There is much common sense in what Trump said. But the question remains, if we were truly following the advice of our nation’s early leaders, such as George Washington, Thomas Jefferson, and John Quincy Adams, who advocated, respectively, “to steer clear of permanent alliance with any portion of the foreign world”; “honest friendship with all nations-entangling alliances with none”; and “[go] not abroad, in search of monsters to destroy” would we ever become part of a permanent alliance such as NATO?
If being a noninterventionist is defined as adherence to those sentiments, then Ron Paul would qualify. As for Trump, the Post said, “He advocates a light footprint in the world.”
Perhaps then, a new term might be coined to describe Trump: interventionist-lite.
We should also review the foreign policy advisors that Trump just tapped to help him put together his foreign policy:
• Walid Phares, whom Trump has described as “a counterterrorism expert.” Phares is a professor at the National Defense University, who has testified on Capitol Hill about the Middle East and international security. Since 2007, he has served as an expert on terrorism and the Middle East for Fox News. Prior to that, from 2003 to 2006, Phares was a terrorism expert for NBC.
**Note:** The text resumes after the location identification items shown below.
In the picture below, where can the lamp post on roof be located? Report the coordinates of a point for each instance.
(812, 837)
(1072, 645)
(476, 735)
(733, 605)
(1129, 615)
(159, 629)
• Carter Page is an energy industry executive and head of his own firm, Global Energy Capital. He was formerly an investment banker at Merrill Lynch. He is the only advisor on Trump’s list who is a member of the internationalist Council on Foreign Relations (CFR), where he was previously an International Affairs Fellow and co-director of the CFR’s study group on energy development in the Caspian Sea region. He has also been a fellow at the Center for National Policy (CNP) since 2010 where his work has focused on energy policy and strategic trends across the sector. The CNP has historically been heavy with “insider” types, including its former chairman, Leon Panetta, who was both secretary of defense and CIA director in the Obama administration, White House chief of staff under Bill Clinton. Previous presidents and chairmen of CNP include three former U.S. secretaries of state: Madeleine Albright, Edmund Muskie, and Cyrus Vance.
• George Papadopoulos is a former advisor to Ben Carson, who directs the London Centre of International Law Practice’s center on international energy law and security.
“He’s an oil and energy consultant,” Trump said. “Excellent guy.”
• Joseph E. Schmitz is a former Department of Defense inspector general who now runs a consulting firm. He was a special assistant to Attorney General Edwin Meese III during the Reagan administration.
Schmitz’s father, John G. Schmitz, was a Republican member of Congress from California and the American Party’s candidate for president in 1972. The elder Schmitz’s 1972 presidential campaign platform was succinct and might make a good one for Trump if his son could convince Trump to recycle it: (1) In foreign affairs, America should always treat its friends better than its enemies; (2) Never go to war unless you plan on winning; and (3) Those who work ought to live better than those who won’t.
Keith Kellogg, the final name on Trump’s list, is a former lieutenant general in the Army, who is now vice president of strategic initiatives at Cubic Corporation in Virginia. During his military career, Kellogg was chief operating officer of the Coalition Provisional Authority in Baghdad, Iraq. He also served as Commander of the 82nd Airborne Division and worked for the Joint Chiefs of Staff as director for all computing and communications for U.S. forces.
“And I have quite a few more,” Trump told the Post. “But that’s a group of some of the people that we are dealing with.”